Here's something cool from the Princeton library: In January of 1927, F. Scott Fitzgerald and Zelda Sayre Fitzgerald were living in a Los Angeles hotel while Scott worked on a screenplay that would never be produced. A newly discovered telegram — to which Zelda added two quick sketches — sheds some light on a period of the Fitzgeralds' lives that was creatively productive but emotionally fraught. The marriage was already rocky, marred by infidelities and alcohol, and Zelda would be diagnosed with schizophrenia and committed to a mental hospital in 1930.
The Times Literary Supplement has a great piece about the telegram, which was sent to the Fitzgeralds by James Quirk, the editor of Photoplay magazine who wanted to commission an essay from the author. It reads:
We want to get a five hundred word editorial from you the greybeard psychologists and economists are criticising youth saying it is extravagant and that we are headed for the fate of Rome we want to admit their terrific extravagance and point out that they buy everything in the world to make life beautiful and attractive from their faces to their homes to point out that if this army of twenty million of the flapper type in this country who spend a conservative average of one thousand dollars a year on their faces their backs their entertainment and their recreations which would amount to twenty billion dollars suddenly ceased to feel the joy of life and cut their efforts to get their man it would undoubtedly result in a national panic we want an editorial from you as a great exponent of youth of about five hundred words in which youth admits and glories in its extravagance and its joy of life and claims the salvation of the country economically since the depression which followed the war would like to have this in a month can you write it and what would the bad news be James E. Quirk Editor Photoplay Magazine
Writers and editors using euphemisms to talk about money; old people complaining about the excesses of youth. 'Twas ever thus.

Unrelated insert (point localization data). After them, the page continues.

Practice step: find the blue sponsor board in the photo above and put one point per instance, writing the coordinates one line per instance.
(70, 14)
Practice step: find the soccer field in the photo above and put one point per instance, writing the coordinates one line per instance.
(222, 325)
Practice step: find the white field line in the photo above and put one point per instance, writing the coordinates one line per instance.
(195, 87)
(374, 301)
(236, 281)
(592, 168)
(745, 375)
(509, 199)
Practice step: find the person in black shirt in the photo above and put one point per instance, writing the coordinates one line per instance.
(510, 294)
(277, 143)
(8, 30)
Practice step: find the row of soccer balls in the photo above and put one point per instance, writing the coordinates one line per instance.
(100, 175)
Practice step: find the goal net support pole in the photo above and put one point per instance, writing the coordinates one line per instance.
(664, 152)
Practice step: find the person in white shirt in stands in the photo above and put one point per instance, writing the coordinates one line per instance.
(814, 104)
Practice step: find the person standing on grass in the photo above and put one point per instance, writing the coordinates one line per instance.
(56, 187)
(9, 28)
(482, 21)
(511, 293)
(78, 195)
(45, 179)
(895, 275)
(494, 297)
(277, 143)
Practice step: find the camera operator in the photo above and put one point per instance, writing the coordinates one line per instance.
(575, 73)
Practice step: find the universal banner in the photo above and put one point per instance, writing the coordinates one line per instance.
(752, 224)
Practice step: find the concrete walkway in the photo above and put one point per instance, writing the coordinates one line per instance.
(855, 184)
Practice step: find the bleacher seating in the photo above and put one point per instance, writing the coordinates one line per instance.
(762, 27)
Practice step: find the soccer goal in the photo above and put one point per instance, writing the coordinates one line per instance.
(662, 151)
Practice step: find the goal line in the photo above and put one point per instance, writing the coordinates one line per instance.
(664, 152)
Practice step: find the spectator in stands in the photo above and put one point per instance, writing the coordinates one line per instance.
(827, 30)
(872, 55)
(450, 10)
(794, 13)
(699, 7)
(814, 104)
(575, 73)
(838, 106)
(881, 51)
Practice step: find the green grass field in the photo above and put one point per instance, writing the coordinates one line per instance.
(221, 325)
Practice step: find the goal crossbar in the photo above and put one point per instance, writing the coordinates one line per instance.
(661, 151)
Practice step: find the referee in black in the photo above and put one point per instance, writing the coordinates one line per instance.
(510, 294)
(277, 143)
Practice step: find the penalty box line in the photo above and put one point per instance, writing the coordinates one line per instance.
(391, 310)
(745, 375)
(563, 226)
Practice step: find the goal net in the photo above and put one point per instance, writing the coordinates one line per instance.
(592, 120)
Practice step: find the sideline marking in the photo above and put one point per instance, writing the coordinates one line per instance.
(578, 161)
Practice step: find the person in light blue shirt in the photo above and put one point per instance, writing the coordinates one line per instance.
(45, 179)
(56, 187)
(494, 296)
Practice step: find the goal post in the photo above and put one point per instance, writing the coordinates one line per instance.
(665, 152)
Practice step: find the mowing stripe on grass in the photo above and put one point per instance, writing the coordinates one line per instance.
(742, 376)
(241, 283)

Zelda Fitzgerald took some notes in longhand on the telegram, and sketched two portraits: one of herself, and the other of her husband. Their faces are divided by a row of X's and each has a little heart. Author Anne Margaret Daniel writes:
In his account of the Fitzgeralds in A Moveable Feast, published long after both were dead, Ernest Hemingway referred to Zelda's hooded, hawk-like eyes. In her self-portrait here, her lips are a whimsical Cupid's-bow squiggle, and her nose tips up, as was true to life. Scott's face is severe and stern, as if mirroring their troubles of the time. He is much prettier than Zelda – bearing out his wry observation, years later, "I look like a femme fatale". There is a small, darkly outlined heart by his cheek, like the one at Zelda's chin.

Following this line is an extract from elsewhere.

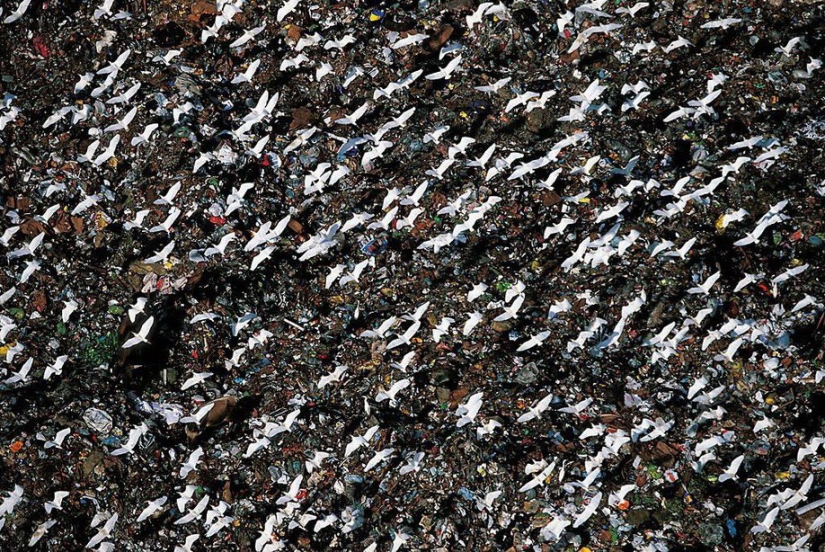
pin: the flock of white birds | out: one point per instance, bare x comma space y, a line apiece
586, 233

A tiny picture of the drawing was published in the TLS. As for the essay, Scott didn't end up writing it, and Photoplay didn't end up publishing it. Zelda's essay, titled "Paint and Powder," was instead published by The Smart Set in 1929, under F. Scott Fitzgerald's byline. Editors often insisted on running Zelda Fitzgerald's work under her husband's name or under a joint byline, because thanks to the success of This Side of Paradise, his was the more marketable name.